The Chinese, in all their ecological ignorance, have reason to be proud. After systematically decimating all things living from their once-bountiful land, they now expect to be felicitated for their 'conservation' efforts. China announced on May 22 that it expects the birth of 100 Siberian Tigers at the Manchurian Tiger Park in the city of Harbin. The cats, bred entirely in captivity, are likely to have limited or no hunting or survival skills (a publicity shot shows a young tiger relishing a chicken). But even if some of them survive, where is the habitat available for their successful reintroduction? Wildlife biologist and noted tiger researcher Dr. Ullas Karanth showed, in his documentary 'Tigers: Fighting Back' that though the tiger is adaptive enough to change its millennia-old habits -- such as the need for large territories -- it still needs undisturbed habitat and plentiful prey in order to survive and successfully reestablish itself at the apex of the food chain. There are, at present, about 400 wild Siberian tigers in the wild, and nearly all are at risk from poachers who hunt them for their hide and for their bones and sexual organs, which Chinese quacks covet for supposed aphrodisiac properties. Captive breeding and reintroduction may work in the case of smaller mammals, which are less territorial. But in the case of the tiger, this is a dubious achievement.
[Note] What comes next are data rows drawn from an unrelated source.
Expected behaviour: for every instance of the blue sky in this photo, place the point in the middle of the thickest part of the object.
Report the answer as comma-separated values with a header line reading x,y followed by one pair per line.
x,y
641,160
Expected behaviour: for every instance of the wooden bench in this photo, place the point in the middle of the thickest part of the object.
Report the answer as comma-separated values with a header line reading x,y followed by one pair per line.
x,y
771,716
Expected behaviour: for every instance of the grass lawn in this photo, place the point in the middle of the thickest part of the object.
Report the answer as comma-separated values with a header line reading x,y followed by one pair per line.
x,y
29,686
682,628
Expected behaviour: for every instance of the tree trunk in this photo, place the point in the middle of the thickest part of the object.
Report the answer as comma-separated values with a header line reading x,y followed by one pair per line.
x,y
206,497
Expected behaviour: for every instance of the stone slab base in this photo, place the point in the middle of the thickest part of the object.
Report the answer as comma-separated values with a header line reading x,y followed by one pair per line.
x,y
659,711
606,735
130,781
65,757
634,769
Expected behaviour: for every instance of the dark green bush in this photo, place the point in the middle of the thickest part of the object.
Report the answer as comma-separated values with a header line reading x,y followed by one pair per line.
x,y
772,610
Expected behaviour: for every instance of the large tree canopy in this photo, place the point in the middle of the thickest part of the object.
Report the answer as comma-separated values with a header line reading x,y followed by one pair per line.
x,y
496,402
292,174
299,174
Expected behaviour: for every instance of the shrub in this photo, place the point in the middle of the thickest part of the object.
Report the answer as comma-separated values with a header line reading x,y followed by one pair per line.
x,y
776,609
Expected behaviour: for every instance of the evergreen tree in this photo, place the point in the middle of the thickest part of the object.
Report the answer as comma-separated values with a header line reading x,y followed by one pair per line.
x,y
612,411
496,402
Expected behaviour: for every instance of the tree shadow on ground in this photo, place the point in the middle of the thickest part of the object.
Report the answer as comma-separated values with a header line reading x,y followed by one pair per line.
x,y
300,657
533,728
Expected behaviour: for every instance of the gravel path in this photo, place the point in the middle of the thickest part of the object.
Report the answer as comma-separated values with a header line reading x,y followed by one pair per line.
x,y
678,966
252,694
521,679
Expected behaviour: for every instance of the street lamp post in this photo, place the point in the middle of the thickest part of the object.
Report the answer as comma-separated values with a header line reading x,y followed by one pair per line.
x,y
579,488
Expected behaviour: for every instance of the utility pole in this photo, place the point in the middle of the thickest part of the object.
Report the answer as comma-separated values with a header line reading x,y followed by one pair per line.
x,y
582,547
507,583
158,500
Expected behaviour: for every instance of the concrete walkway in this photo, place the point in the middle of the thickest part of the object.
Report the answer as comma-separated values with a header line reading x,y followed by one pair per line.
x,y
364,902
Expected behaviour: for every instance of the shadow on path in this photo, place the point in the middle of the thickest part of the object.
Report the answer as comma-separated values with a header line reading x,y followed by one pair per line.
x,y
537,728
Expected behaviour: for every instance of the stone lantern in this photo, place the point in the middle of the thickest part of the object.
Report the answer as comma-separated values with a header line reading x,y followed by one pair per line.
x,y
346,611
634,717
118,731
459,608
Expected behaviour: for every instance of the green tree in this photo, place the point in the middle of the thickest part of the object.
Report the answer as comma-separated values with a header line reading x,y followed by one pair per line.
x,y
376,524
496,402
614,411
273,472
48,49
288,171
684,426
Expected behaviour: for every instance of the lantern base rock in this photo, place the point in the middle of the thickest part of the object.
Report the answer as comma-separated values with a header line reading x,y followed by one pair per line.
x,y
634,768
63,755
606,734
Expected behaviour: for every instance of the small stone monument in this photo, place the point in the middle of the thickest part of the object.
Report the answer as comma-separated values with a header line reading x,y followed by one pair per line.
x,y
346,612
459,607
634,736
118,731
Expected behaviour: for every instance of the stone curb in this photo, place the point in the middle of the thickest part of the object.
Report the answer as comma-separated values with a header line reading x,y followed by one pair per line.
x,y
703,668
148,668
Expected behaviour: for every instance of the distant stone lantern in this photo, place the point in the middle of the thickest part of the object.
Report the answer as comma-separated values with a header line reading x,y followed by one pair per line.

Case in point: at a lecture following the screening of 'Tigers: Fighting Back' in Bangalore last year, Dr. Karanth was interrupted by a middle-aged man who claimed to be a senior veterinarian. He earnestly offered to set up 'farms' where he could help breed the tigers. He imagined that tigresses, like heifers, would be injected with fertility hormones to breed faster and more prolifically. He was confident that he could solve the crisis within a few years. Dr. Karanth heard him out and responded that merely bloating the tiger's population would not solve the problem. It is more important to preserve its habitat, allow it to return to its winning ways and settle itself once more at the top of the food chain. Are the Chinese 'conservationists' listening?